Surface double modification and photocatalytic performance of graphite carbon nitride

Graphite carbon nitride (g-C3N4) has attracted much attention in the field of photocatalysis because of its visible light response and stable properties. However, its photocatalytic activity is not ideal because of its limited visible light response range, easy recombination of photogenerated electron holes, and poor dispersion. In this study, the visible light catalytic performance of g-C3N4 was significantly improved by the double modification method of surface hydroxyl and coupling agent grafting.
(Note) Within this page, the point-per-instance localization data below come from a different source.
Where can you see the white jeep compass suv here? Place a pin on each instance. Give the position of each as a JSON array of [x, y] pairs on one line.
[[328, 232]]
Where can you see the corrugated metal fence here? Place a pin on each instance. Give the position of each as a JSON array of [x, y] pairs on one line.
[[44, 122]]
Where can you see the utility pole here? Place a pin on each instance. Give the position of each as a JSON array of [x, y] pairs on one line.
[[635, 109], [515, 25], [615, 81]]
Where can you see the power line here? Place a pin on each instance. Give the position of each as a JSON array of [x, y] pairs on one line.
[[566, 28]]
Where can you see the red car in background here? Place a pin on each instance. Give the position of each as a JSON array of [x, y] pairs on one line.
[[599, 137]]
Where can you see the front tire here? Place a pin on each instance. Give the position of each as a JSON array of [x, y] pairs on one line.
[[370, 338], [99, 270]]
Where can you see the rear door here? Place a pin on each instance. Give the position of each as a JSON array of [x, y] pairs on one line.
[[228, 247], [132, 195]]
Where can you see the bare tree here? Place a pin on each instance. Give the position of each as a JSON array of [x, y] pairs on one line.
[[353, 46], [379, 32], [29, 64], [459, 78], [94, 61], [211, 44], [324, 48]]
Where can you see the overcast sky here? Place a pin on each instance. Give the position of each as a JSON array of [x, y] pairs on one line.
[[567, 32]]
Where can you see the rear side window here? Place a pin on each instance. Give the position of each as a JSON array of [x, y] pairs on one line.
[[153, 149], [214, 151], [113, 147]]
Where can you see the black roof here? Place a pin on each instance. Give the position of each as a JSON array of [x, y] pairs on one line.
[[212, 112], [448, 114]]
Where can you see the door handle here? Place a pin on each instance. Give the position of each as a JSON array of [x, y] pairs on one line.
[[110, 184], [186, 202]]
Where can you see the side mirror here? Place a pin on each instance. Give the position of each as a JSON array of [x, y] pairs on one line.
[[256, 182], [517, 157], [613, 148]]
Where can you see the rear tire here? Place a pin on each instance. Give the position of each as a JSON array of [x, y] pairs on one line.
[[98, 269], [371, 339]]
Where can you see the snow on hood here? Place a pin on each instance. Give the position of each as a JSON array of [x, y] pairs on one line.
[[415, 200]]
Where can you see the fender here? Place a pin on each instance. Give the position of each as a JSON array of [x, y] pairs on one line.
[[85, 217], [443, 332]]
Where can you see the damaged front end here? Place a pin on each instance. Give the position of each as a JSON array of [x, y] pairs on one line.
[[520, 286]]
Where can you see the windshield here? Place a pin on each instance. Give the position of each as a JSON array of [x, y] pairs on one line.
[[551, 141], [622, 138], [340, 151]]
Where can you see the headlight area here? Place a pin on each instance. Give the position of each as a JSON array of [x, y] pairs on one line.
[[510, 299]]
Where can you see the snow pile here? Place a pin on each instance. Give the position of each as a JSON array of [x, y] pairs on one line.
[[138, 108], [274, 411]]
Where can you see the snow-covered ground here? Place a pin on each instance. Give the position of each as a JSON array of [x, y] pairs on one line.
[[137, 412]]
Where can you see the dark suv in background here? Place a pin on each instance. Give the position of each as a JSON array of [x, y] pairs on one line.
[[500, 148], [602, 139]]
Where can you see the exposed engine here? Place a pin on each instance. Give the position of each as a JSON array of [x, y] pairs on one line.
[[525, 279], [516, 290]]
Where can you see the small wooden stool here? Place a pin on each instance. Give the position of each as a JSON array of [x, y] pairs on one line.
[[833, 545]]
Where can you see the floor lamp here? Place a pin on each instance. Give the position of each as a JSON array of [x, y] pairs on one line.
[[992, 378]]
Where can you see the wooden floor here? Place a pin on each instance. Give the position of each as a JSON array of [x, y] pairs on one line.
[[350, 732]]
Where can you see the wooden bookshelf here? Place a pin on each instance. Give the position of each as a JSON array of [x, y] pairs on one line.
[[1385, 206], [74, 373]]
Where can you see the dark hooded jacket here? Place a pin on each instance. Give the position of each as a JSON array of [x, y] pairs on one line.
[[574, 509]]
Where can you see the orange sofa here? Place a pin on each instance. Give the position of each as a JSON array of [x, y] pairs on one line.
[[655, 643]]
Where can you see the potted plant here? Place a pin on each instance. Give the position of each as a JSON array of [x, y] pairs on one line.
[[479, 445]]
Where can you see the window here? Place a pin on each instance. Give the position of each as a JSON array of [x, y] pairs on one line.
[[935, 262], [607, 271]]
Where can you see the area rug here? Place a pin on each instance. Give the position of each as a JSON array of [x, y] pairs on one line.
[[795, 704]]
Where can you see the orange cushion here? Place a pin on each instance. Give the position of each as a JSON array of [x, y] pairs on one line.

Firstly, g-C3N4 was prepared by thermal polymerization with melamine as the raw material, and then the surface hydroxyl group was introduced by hydrogen peroxide. Finally, the organic groups were grafted on the surface of g-C3N4 by using silane coupling agent YDH171 as the grafting agent. The catalysts were characterized by FT-IR, XPS, XRD, contact angle measurements, UV-vis DRS, PL, electrochemical methods and particle size distribution. Taking simulated oily wastewater as the target material, the reaction rate of graphite carbon nitride was increased by 2.7 times after surface double modification. Moreover, a radical trap experiment was carried out, which indicated that the hole acted as the main reactive species for the photocatalytic degradation process. The catalytic mechanism of the material was investigated. The results showed that the synergistic effect of surface hydroxyl group grafting and coupling agent grafting increased the separation efficiency of photogenerated electron holes and improves their dispersion in water, thus promoting the photocatalytic performance of the catalyst.